Google Self-Driving Car
Google’s autonomous cars continue to putter about the streets of California as the company tests the technology it hopes will one day transform the way we get from A to B.

So far the trials look to be going pretty well, with newly released data revealing a drop in the number of times a human driver has had to take over one of its self-driving cars while being tested on the streets.

A document filed recently with the California Department of Motor Vehicles revealed that in the 14-month period between September 2014 and November 2015, 49 of the Mountain View company’s self-driving cars experienced 341 disengagements while covering more than 424,000 miles. This means the vehicles’ on-board computers suddenly handed back control of the vehicle to the test driver, or the driver felt the need to intervene.

For 272 of the disengagements, reasons included unclear sensor data, issues with steering or braking, and problems with the car’s technology.

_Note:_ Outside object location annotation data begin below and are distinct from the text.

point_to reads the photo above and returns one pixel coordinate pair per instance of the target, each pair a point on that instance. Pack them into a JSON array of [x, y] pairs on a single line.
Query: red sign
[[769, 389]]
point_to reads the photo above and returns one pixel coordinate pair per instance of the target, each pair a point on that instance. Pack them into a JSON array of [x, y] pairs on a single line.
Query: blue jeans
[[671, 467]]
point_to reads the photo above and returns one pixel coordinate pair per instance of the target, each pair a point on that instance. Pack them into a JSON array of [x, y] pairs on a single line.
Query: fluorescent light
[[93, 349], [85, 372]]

For the other 69, the driver chose to take over after judging the car was about to perform an unexpected action or maneuver. Eighty-nine percent of all interventions took place on city streets, which makes sense considering the prevalence pedestrians, other vehicles, and intersections compared to out-of-town roads.

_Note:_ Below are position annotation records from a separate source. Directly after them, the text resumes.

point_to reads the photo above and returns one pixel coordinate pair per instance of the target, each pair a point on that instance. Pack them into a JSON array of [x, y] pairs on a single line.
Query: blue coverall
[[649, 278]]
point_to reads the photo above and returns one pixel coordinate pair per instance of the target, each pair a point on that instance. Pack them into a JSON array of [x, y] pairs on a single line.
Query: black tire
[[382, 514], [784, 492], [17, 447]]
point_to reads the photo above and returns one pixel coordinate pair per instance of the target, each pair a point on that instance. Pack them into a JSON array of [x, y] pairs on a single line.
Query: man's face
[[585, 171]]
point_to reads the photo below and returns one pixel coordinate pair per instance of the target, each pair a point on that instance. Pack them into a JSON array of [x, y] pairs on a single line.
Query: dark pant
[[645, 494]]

The results include both Google’s modified Lexus vehicles as well as its smaller so-called “koala” cars.

The number of miles driven per disengagement has risen sharply over the last year, Google’s report showed. For example, in the fourth quarter of 2015, its cars covered about 5,200 miles per disengagement, while in the same period a year earlier it was just 750 miles.

In a message posted on Tuesday, Chris Urmson, director of Google’s self-driving car program,  said his team was also using “many other metrics and methodologies that will be useful for establishing our safety record over time.”

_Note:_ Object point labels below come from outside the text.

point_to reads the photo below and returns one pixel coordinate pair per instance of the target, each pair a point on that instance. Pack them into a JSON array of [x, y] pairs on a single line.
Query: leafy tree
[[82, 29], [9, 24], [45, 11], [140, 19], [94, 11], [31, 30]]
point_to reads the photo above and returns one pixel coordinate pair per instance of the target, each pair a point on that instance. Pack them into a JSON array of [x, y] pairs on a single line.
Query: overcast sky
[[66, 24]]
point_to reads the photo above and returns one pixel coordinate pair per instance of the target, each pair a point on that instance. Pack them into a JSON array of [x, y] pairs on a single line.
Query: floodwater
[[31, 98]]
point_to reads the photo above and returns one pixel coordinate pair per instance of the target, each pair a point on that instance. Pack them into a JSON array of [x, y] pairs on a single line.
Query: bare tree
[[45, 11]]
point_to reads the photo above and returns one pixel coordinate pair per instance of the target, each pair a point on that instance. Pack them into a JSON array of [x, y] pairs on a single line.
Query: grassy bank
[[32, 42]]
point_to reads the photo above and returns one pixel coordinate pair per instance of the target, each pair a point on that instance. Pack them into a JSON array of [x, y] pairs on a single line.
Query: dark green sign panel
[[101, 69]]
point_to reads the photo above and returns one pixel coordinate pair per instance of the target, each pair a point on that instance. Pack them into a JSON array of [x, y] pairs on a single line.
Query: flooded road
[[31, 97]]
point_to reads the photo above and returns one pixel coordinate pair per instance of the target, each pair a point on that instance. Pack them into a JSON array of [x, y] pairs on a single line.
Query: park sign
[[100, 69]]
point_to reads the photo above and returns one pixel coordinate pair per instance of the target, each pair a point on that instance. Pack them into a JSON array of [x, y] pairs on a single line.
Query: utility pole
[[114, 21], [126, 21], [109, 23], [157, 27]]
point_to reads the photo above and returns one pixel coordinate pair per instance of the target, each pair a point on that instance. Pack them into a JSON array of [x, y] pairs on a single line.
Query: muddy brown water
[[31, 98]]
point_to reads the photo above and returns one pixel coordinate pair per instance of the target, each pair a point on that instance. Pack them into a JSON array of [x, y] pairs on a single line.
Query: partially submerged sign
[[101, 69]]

These, he wrote, include a test track where it runs “tests that are designed to give us extra practice with rare or wacky situations.” Urmson continued, “Our powerful simulator generates thousands of virtual testing scenarios for us; it executes dozens of variations on situations we’ve encountered in the real world by adjusting parameters such as the position and speed of our vehicle and of other road users around us.”

This, he explained, helps his team to understand how its self-driving technology would’ve handled the same situation under slightly different circumstances, describing it as “valuable preparation for a public road environment in which fractions of seconds can be of critical importance.”

Urmson ended his post by acknowledging his team still has much to do, saying, “Although we’re not quite ready to declare that we’re safer than average human drivers on public roads, we’re happy to be making steady progress toward the day we can start inviting members of the public to use our cars.”